Le droit d’auteur à l’ère de l’intelligence artificielle : chronique d’un pillage annoncé.
🤖 Le cœur du problème
Les IA font aujourd’hui ce que nous — simples créateurs humains — n’avons légalement pas le droit de faire.
Et elles le font à très grande échelle. Sans gêne. Ni citation.
C’est là que se joue le vrai nœud juridique et éthique : une machine, entraînée sur vos contenus, peut en tirer profit… alors que vous-même, auteur, journaliste, chercheur ou développeur, seriez sanctionné pour usage abusif.
✅ Citer ses sources : à deux vitesses
« Quand j’utilise des infos du web, je dois obligatoirement citer mes sources. »
C’est la base du droit d’auteur, du journalisme, de la recherche académique.
Les IA, elles, ingèrent des milliards de contenus — articles, forums, wikis, scripts, livres — et recrachent de la “connaissance reformulée”... sans mentionner l’origine.
Pas de contrat. Pas de notification. Pas de crédit.
Quand elles “hallucinent”, on célèbre leur créativité.
Mais quand elles paraphrasent votre travail sans dire que c’est le vôtre, on appelle ça comment ? 🤔
✅ Extraction massive : ce que vous ne pouvez pas faire
« Si je copie un site, reformule son contenu, et le diffuse à grande échelle, je suis dans l’illégalité. »
Exact. Mais l’IA, elle, le fait tranquillement :
- Elle ne copie pas mot pour mot, elle synthétise.
- Elle ne publie pas un site, elle “répond avec ce qu’elle a appris”.
- Elle ne vend pas un article, elle vend un service qui sait tout.
Cette zone grise rend toute action en justice difficile.
Mais elle n’en reste pas moins une atteinte directe au droit des créateurs.
✅ Google, au moins, montre le lien
« Google affiche un extrait, une source, et un lien. »
C’est l’argument classique du moteur de recherche. Même si critiquable (surtout en cas de zéro clic), il y a :
- Une limitation technique (on n’aspire pas tout)
- Un respect des balises (robots.txt, noindex…)
- Un bénéfice possible (trafic, notoriété, monétisation)
Avec une IA générative, c’est tout l’inverse :
- Critère Moteur de recherche IA générative
- Volume de contenu utilisé Extrait Contenu complet
- Lien vers la source Oui Rarement
- Contrôle de l’éditeur Oui Non (ignoré)
- Bénéfice pour le créateur Trafic Aucun
⚖️ Le “fair use” n’existe pas ici
Aux États-Unis, les géants de l’IA invoquent le fair use (usage équitable). Mais ce principe n’existe pas en droit français ni européen.

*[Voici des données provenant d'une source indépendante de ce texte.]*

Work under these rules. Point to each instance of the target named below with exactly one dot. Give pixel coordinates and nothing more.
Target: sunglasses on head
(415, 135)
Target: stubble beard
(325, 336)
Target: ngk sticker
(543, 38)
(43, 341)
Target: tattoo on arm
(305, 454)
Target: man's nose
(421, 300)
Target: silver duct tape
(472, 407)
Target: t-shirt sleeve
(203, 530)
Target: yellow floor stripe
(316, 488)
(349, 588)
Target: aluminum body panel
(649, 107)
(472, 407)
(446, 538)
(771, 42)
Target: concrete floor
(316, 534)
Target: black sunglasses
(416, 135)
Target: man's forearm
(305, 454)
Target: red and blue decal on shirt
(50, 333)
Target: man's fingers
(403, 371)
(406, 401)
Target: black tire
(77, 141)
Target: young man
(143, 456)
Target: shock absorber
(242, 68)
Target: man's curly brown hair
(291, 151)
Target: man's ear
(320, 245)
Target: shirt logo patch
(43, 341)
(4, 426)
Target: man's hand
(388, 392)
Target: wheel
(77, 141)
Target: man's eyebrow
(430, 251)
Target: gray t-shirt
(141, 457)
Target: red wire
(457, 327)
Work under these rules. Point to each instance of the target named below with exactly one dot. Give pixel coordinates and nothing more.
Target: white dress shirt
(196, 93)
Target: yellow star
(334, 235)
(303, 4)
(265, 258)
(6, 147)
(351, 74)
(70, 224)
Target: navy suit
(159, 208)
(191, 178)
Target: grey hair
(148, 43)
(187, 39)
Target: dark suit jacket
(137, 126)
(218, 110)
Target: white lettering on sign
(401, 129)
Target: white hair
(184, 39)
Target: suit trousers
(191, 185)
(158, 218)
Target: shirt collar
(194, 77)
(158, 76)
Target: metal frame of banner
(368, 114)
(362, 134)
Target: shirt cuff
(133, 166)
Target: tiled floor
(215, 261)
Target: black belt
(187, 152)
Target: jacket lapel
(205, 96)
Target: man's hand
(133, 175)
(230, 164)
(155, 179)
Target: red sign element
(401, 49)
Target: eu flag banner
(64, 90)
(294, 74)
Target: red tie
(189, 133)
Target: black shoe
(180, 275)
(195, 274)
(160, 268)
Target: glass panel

En France, le Code de la propriété intellectuelle est sans ambiguïté :
“Toute reproduction ou représentation intégrale ou partielle faite sans le consentement de l’auteur est illicite.”
Le scraping de masse, même par une IA, reste interdit.
Et pourtant… tout le monde le fait.
💼 OpenAI, Google, Mistral… Ils savaient
Ces entreprises ne découvrent pas le droit d’auteur. Elles sont entourées de juristes et malgré cela, elles ont :
- Utilisé des milliards de contenus protégés
- A l'insu et sans demander d'autorisation
- Sans verser de compensation
Pourquoi ? Parce que c’était stratégiquement rentable. Et que les procès viendraient plus tard.
📂 Le cas Mistral AI : vent français, pratiques américaines
Même les fleurons tricolores, comme Mistral AI, suivent la même route.
“On s’est entraînés sur des données librement accessibles sur Internet.”
— Arthur Mensch, CEO de Mistral, 2024
Traduction : tout ce qui est visible est utilisable.
Mistral s’est entraînée sur “The Stack”, un corpus de code contenant :
- du libre, certes
- mais aussi des morceaux de code propriétaires
- des extraits non documentés
- des contenus sous copyright
Avec les mêmes zones d’ombre que ses concurrents américains.
🧱 Ce que pourrait (et devrait) imposer la régulation
Voici quelques mesures justes et concrètes, actuellement débattues :
- Obligation de citer les sources identifiables
- Blocage automatique via robots.txt
- Versement de redevances si un contenu est utilisé
- Interdiction d’utiliser certains contenus sans licence (actu, formations, œuvres)
- Sanctions en cas de perte économique avérée pour le créateur
- Ne laissons pas la création être vidée de sa valeur
Ce n’est pas une guerre contre l’IA mais un combat pour la reconnaissance du travail humain.
Un modèle de langage ne devient pas intelligent tout seul : il se nourrit de nos mots, nos idées, nos recherches.
Et pour que l’innovation soit durable, il faut qu’elle soit équitable.